Increase in Ransomware Attempts in 2020
Recently, a large metropolitan water utility (not an Aquify customer) was subject to an Egregor ransomware incident impacting over 100 workstations and multiple servers, including a backup server. By involving the backup server in the attack, the intent was to create further destruction and confusion in order to elicit a ransom payment.
Unfortunately, this latest incident is one of many in an increasing number of deployed ransomware tactics against utility sector organizations. In 2020, there have been 14 reported attempts as ransomware operators continue to develop deeper strategies for accessing utility networks.
How Water Utilities Can Take Action
The American Water Works Association (AWWA), in collaboration with the Water Information Sharing & Analysis Center (WaterISAC), recently provided its members with a comprehensive set of measures that can be followed to protect utilities from ransomware attacks.

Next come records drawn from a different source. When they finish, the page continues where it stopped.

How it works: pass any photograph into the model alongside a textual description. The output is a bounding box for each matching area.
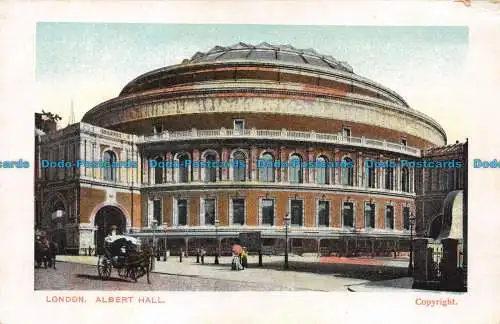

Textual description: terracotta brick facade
[146,189,415,230]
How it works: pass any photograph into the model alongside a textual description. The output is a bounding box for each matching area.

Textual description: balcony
[137,128,421,157]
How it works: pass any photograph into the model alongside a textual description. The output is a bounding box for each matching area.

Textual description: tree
[42,109,62,123]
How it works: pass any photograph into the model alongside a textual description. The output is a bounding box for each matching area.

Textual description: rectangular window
[153,199,162,225]
[385,206,394,229]
[365,203,375,228]
[342,202,354,227]
[290,200,304,226]
[366,168,375,188]
[317,200,330,227]
[177,199,187,225]
[205,199,215,225]
[403,207,410,230]
[233,199,245,225]
[262,199,274,226]
[385,168,394,190]
[233,119,245,135]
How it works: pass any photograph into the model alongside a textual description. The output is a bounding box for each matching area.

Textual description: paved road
[35,262,300,291]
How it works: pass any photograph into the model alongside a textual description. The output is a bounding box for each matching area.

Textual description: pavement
[57,255,412,292]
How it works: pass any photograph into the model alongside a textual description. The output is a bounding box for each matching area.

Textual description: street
[35,262,300,291]
[35,255,412,291]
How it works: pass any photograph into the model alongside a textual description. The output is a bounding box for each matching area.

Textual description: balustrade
[137,128,421,157]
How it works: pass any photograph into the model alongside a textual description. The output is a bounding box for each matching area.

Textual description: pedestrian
[201,246,206,264]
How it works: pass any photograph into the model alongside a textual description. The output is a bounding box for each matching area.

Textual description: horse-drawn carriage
[97,235,152,283]
[35,231,57,269]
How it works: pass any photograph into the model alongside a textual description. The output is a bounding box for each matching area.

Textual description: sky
[36,22,469,142]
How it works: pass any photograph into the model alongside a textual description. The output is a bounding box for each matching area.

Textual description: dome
[120,42,364,96]
[186,42,353,73]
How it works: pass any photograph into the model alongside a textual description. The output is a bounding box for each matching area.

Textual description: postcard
[0,1,500,323]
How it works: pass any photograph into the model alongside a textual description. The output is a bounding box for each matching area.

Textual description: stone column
[184,237,189,257]
[222,147,229,181]
[247,146,258,181]
[375,154,385,189]
[193,149,199,182]
[332,149,342,184]
[394,158,403,191]
[354,152,365,187]
[413,238,431,288]
[165,152,175,183]
[279,146,288,183]
[304,147,316,183]
[441,238,462,290]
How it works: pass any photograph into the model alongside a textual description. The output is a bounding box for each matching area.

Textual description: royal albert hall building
[37,43,446,255]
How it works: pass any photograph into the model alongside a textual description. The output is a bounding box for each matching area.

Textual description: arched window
[316,156,330,184]
[401,167,410,192]
[258,153,274,182]
[177,153,189,183]
[365,167,375,188]
[232,151,247,181]
[385,168,394,190]
[102,151,116,181]
[205,153,217,182]
[341,157,354,186]
[154,157,163,184]
[288,154,302,183]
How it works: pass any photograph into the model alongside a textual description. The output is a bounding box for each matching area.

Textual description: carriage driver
[110,225,135,261]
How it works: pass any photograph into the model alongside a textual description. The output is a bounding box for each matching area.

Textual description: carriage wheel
[97,255,112,280]
[118,268,128,278]
[129,268,137,282]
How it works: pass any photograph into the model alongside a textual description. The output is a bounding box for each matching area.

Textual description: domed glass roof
[182,42,353,73]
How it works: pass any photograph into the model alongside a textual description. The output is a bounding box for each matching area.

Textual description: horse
[35,239,57,269]
[127,249,153,284]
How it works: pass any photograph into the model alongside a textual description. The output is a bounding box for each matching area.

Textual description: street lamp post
[215,218,220,264]
[285,214,290,269]
[151,219,158,270]
[408,213,415,277]
[163,222,168,261]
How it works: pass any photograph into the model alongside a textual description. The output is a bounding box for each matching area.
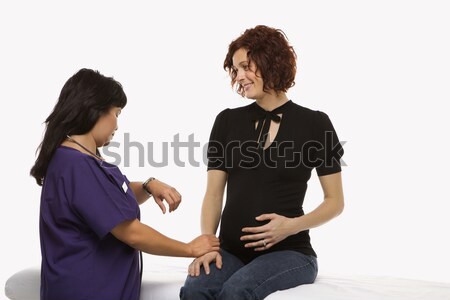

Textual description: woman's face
[233,48,266,100]
[91,107,122,147]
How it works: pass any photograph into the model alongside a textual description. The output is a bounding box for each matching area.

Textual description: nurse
[30,69,219,300]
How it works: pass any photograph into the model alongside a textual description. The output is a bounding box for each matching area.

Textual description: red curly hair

In addition, the AWWA recently released this AWWA Connections article that includes supplemental resources for water utilities to proactively implement cybersecurity best practices.
Finally, with digital transformation in water utilities well underway, partnering with established companies that have depth and breath of cybersecurity experience is critical. Companies like Exelon are leading the way in adopting processes and technologies.